Полицай молча подчинился, Мазовецкий и Крамарчук присели возле него. Поляк приготовил к бою автомат полицая. Двое, тоже в красноармейской форме и тоже с ящиками, прошли, не заметив их. Когда голоса стихли, Мазовецкий приказал полицаю снова взвалить ящик на плечи и следовать за ним. Втроем они быстро поднялись на равнину и направились прямиком к лагерю. Когда полицай вконец обессилел, ящик взял Крамарчук. Они уже знали, что в нем несколько цинковых коробок с патронами для шмайсера. Именно то, что им сейчас очень нужно.
– Группа Лансберга пришла в лес из крепости? – на ходу расспрашивал Владислав полицая.
– Оттуда.
– Из отряда, которым командует гауптштурмфюрер Штубер?
– Да, от Штубера! – обрадовался полицай. – Вот видите, вы же знаете его! Так куда же вы меня ведете?
– Штубера я знаю, это мой приятель. А вот кто ты – это еще нужно уточнить. Документы имеются?
– Где ж их взять?! Отобрали. Еще в крепости. Мы должны выдавать себя за партизан.
– Врешь ты все, – проворчал «унтерштурмфюрер» по-польски. А потом, уже по-русски, пояснил: – Пойдешь в штаб карательного отряда. Там все выяснят. Если окажется, что ты действительно из отряда «Рыцарей Черного леса», – спокойно вернешься на свою базу. Если же выдаешь себя за него…
– Ангелы всесвятые! – взмолился пленный. – Сколько ж можно выдавать себя за кого-то. Уже давно не могу понять, кто я на самом деле.
21
Шеф местного отделения гестапо штурмбаннфюрер СС Фридрих Роттенберг не воспринимал всерьез никакие мелкие акции против партизан, и каждое сообщение о подготовке операции отрядом «Рыцарей Черного леса» встречал такой злорадной ухмылкой, словно ловил своего подчиненного на очередной попытке нагло обмануть командование. Так было и в этот раз, когда начальник отдела по борьбе с партизанами гауптштурмфюрер Мантейль доложил ему, что первая группа, под командованием шарфюрера Лансберга, заложила «партизанский» лагерь в Градчанском лесу.
– А вы, гауптштурмфюрер, не опасаетесь, что «рыцари» Штубера могут настолько увлечься, что и впрямь станут нападать на немецкие обозы?
– Ими командует агент Магистр, – не воспринял шутки гауптштурмфюрер. – Исключительно надежный парень. Проверен во множестве операций.
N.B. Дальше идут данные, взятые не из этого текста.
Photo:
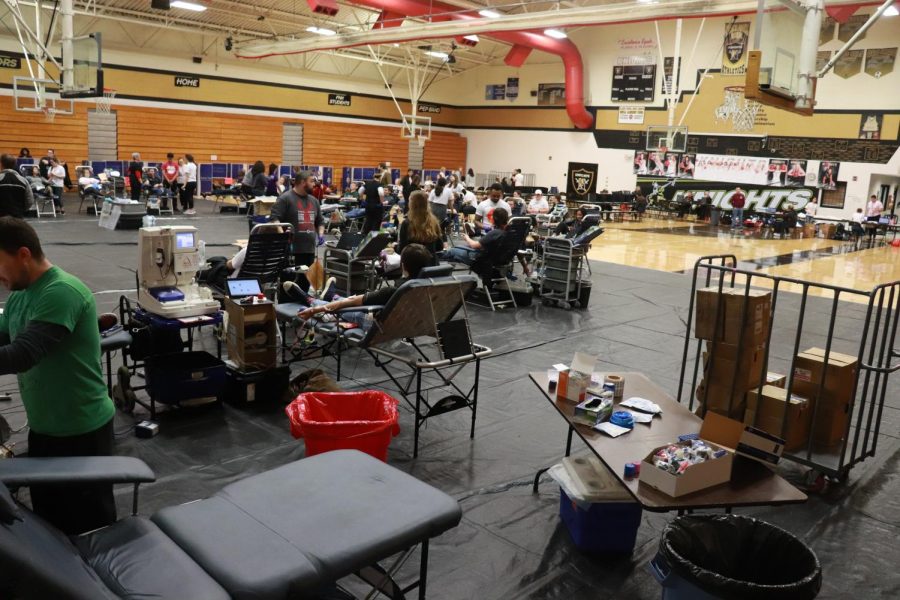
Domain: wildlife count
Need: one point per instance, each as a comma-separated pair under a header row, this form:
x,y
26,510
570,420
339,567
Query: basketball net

– Ну и что? – цинично прищурился Роттенберг. – Может, где-нибудь он и взорвал пару мостов на проселочной дороге. Но чего стоят все эти заслуги здесь? И вообще, пригласите-ка этого великого психолога Штубера. Что-то он давно не заглядывал в наше благословенное заведение.
– Несколько дней назад он появлялся у Ранке.
– Ранке все еще кажется, что он командует Штубером и его группой? – Роттенберг с трудом оторвал от кресла свое стокилограммовое тело и, тяжело посапывая, прошелся по кабинету. – Скажите Штуберу, что я хочу обсудить с ним детали взаимодействия наших людей и его банды.
– Так и сказать? – доверчиво поинтересовался Мантейль. Было время, когда он пытался улыбнуться по поводу любой, самой примитивной шутки шефа, но довольно скоро понял, что тот признает только собственную улыбку. На устах у другого она всегда кажется ему подозрительной. К тому же Мантейлю редко случалось угадывать мысли Роттенберга. А еще реже – постигать суть его взаимоотношений с людьми, которые не работали в штате отделения гестапо.
Ему не раз приходилось видеть, как штурмбаннфюрер ласково похлопывал по плечу человека, которого полчаса назад грозился отправить на виселицу. Поначалу это удивляло гауптштурмфюрера, но коллеги объяснили ему, причем в весьма популярной форме, что Роттенберг слишком стар, чтобы позволить себе наживать врагов. А стариков в высоких сферах гестапо не любили, считали, что все они в свое время в чем-нибудь да провинились перед национал-социалистами.